Worthington’s experience reveals just how sensitive, careful and targeted implementation must be. “We need to get past this being a secret or being a thing that’s not normal,” said Warren. “We can support the health relevance, but we must do this in a way that respects and protects people in a society that’s not 100 percent there.”
The solution according to Warren is zero tolerance for willful discriminatory practice, which she conceded is easier said than done.
Snowdon added that patients should be empowered to start the conversation around their sexuality, when and where they feel comfortable doing so.
“I think the fields [for this information] should absolutely exist,” she said. “At this time we should not embark on a massive program to ask every patient their orientation – that’s best initiated by the patient, however, whenever and with whomever they want to volunteer it.

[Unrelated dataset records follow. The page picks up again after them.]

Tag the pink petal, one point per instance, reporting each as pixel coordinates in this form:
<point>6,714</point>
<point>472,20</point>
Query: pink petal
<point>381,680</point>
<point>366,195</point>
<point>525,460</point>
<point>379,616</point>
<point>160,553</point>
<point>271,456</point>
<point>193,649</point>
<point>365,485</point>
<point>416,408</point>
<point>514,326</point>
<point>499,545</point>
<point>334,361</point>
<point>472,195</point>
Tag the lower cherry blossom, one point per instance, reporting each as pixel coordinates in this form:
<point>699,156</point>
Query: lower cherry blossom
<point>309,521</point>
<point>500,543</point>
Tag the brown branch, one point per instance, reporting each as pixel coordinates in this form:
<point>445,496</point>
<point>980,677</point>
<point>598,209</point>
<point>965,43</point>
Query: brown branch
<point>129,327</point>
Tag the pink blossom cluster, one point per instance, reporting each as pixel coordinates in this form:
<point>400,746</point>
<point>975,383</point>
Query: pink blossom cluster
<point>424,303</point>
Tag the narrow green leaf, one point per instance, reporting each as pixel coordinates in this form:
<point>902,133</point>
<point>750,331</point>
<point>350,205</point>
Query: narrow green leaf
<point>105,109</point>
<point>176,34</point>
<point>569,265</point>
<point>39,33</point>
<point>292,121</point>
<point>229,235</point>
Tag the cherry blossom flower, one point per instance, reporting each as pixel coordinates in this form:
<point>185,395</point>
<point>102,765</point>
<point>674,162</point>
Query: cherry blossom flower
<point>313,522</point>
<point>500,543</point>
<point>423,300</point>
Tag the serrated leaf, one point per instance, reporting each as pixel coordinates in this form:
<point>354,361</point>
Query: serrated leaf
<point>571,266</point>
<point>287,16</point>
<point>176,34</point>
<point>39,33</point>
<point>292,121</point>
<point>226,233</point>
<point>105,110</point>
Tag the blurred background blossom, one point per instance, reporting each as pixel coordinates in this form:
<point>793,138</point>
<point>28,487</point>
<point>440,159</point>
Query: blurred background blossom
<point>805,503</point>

They should be told who else will have access.” Snowdon agreed training, meanwhile, should be a primary focus for medical practitioners.
Tittsworth said she does see both sides and that it would be practical to have all the information readily available without having to continually explain it, but the practicality still hinges on individual circumstances.
“It really depends on the person and the situation,” she said, of status disclosure. “One size does not fit all.”
Ultimately, however, Tittsworth does not believe our society is adequately prepared to handle any sort of large-scale disclosure.
“The hetero-normative person has privilege in our society, and they don’t realize these things because they’ve never had to deal with it,” she said. “There needs to be some kind of regulation in order to ensure the safety and security of the individual patient, and I just don’t think that’s in place yet.”
The workshop convened by the IOM to discuss these issues ultimately determined that with EHRs moving forward, the best case scenario was to facilitate a self-identification process for LGBT individuals and to always offer the ability to opt out of answering related questions. The process of developing precise language and identification systems and training practitioners will be an ongoing one.
According to Warren, “It’s going to be a mandate that the question is asked . . . people in the LGBT community are going to more inclined to be forthcoming if they don’t feel it’s a threat to be who they are.”